Freedom-loving coders had other ideas. When Steve Wozniak and Steve Jobs released their Apple 1 home computer that summer, they stressed that "our philosophy is to provide software for our machines free or at minimal cost..." And the earliest open-source hackers began writing their own free Tiny Basic interpreters to create a free alternative to the Gates/Micro-Soft code. (This led to the first occurrence of the phrase "Copyleft" in October of 1976.)
Open Source definition author Bruce Perens shares his thoughts today. "When I left Pixar in 2000, I stopped in Steve Job's office — which for some reason was right across the hall from mine... " Perens remembered. "I asked Steve: 'You still don't believe in this Linux stuff, do you...?'" And Perens remembers how 30 years later, that movement finally won over Steve Jobs.

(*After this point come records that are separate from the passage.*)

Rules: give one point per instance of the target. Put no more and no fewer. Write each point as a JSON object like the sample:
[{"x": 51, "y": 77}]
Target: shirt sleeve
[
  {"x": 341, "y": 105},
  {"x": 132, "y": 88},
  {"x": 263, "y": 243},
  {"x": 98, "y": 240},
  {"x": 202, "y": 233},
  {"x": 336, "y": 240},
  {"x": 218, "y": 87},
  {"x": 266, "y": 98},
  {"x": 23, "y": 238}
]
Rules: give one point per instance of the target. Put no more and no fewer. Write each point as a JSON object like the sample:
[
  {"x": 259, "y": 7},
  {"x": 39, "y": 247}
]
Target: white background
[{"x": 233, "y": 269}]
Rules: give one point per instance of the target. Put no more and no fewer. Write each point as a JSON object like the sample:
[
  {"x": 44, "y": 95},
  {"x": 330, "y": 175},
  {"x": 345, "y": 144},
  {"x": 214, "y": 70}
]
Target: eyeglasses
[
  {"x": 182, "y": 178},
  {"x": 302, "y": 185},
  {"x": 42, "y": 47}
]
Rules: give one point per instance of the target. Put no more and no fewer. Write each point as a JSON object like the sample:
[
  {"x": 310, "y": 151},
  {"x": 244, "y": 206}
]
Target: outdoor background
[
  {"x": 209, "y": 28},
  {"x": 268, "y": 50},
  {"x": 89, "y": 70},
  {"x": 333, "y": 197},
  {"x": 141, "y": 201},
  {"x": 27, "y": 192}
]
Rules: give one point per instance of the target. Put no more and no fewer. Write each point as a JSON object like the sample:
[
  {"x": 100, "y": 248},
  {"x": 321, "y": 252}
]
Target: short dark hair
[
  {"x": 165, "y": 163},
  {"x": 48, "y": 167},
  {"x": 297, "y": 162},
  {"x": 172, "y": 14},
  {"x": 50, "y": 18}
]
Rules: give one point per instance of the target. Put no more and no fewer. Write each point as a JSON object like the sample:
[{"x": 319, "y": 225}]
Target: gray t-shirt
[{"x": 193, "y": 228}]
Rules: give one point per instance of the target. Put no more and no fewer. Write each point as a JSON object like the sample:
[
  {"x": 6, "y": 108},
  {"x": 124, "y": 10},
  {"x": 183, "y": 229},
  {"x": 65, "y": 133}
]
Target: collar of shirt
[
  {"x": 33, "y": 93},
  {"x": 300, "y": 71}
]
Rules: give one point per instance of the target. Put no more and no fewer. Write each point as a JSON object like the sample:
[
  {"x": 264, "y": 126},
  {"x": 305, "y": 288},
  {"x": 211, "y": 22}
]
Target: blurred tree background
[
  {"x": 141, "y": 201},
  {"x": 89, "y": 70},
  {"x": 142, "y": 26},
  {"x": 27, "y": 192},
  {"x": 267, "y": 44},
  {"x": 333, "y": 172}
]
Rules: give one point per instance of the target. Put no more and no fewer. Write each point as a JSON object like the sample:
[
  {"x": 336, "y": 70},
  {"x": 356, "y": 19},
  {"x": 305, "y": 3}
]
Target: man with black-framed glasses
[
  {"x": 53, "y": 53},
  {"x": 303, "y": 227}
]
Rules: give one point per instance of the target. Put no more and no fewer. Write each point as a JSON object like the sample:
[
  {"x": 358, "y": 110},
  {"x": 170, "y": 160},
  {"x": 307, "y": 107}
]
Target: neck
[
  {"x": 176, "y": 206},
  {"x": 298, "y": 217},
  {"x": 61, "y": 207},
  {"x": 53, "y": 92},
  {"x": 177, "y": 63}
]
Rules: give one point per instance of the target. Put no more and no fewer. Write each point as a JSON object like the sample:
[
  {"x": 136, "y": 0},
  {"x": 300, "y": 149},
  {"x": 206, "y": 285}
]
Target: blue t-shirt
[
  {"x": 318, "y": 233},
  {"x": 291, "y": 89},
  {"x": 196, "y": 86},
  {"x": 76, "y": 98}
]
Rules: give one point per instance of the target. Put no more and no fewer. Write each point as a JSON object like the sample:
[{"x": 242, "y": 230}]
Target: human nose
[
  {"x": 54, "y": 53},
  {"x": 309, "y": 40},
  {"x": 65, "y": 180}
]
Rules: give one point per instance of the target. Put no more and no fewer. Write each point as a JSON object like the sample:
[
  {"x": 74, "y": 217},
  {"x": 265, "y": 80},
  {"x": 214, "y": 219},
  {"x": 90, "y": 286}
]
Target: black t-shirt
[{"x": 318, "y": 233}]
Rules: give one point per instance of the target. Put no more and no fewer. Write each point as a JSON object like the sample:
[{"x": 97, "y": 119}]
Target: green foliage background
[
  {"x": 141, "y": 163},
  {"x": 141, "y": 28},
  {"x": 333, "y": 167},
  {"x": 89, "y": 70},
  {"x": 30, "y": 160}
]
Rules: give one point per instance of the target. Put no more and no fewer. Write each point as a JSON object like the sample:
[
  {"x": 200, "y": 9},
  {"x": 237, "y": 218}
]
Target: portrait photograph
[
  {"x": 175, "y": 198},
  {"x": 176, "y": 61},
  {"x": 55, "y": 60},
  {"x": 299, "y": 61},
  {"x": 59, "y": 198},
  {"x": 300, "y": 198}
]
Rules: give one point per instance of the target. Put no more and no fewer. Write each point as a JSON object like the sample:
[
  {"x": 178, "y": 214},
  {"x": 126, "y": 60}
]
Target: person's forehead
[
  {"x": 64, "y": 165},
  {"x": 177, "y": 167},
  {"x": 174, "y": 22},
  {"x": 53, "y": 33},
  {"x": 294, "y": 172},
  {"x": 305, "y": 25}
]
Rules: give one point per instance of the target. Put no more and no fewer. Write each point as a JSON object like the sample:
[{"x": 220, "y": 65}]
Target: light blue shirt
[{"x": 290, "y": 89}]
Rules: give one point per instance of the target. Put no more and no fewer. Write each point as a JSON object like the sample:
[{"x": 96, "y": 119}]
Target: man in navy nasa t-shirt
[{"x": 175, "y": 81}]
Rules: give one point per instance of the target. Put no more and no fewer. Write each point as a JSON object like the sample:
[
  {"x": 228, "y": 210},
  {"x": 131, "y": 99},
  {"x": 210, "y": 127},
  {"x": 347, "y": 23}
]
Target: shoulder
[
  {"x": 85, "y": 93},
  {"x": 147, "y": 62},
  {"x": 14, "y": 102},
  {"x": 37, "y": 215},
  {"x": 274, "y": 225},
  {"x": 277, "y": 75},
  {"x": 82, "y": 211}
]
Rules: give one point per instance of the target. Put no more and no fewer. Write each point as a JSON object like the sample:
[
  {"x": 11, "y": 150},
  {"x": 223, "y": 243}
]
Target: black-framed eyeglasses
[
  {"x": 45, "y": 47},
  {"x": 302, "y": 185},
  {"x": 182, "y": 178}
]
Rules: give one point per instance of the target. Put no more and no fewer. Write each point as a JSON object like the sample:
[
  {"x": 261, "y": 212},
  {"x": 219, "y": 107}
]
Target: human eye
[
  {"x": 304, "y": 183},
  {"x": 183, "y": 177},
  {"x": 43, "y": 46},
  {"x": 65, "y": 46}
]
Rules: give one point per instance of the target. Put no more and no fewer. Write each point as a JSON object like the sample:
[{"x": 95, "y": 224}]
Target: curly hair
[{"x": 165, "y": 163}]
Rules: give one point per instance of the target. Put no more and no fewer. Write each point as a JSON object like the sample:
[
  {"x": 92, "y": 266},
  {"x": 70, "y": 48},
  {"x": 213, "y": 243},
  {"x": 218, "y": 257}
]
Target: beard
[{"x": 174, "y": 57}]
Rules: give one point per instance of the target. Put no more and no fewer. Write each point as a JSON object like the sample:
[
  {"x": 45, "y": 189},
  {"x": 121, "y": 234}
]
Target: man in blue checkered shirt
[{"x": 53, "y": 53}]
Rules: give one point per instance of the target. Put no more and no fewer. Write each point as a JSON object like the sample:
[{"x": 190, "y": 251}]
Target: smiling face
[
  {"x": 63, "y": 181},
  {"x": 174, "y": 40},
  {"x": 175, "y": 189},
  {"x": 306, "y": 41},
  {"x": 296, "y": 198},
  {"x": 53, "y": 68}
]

(Score: 4, Insightful) by Bentonite on Thursday February 05, @04:23AM
The linked article is not about encouraging the GPLv2 - it in fact deeply insults the freedom by referring to it as an "open source license", when the license does not say "open" in it and long predates "open source software" (which only existed since 1998); https://www.gnu.org/licenses/old-licenses/gpl-2.0.html [gnu.org]
That's rather a legal agreement to workaround one of the bugs in the GPLv2, where if you violate the license, even by mistake, the license automatically terminates and you don't get it back without agreement with every last copyright holder.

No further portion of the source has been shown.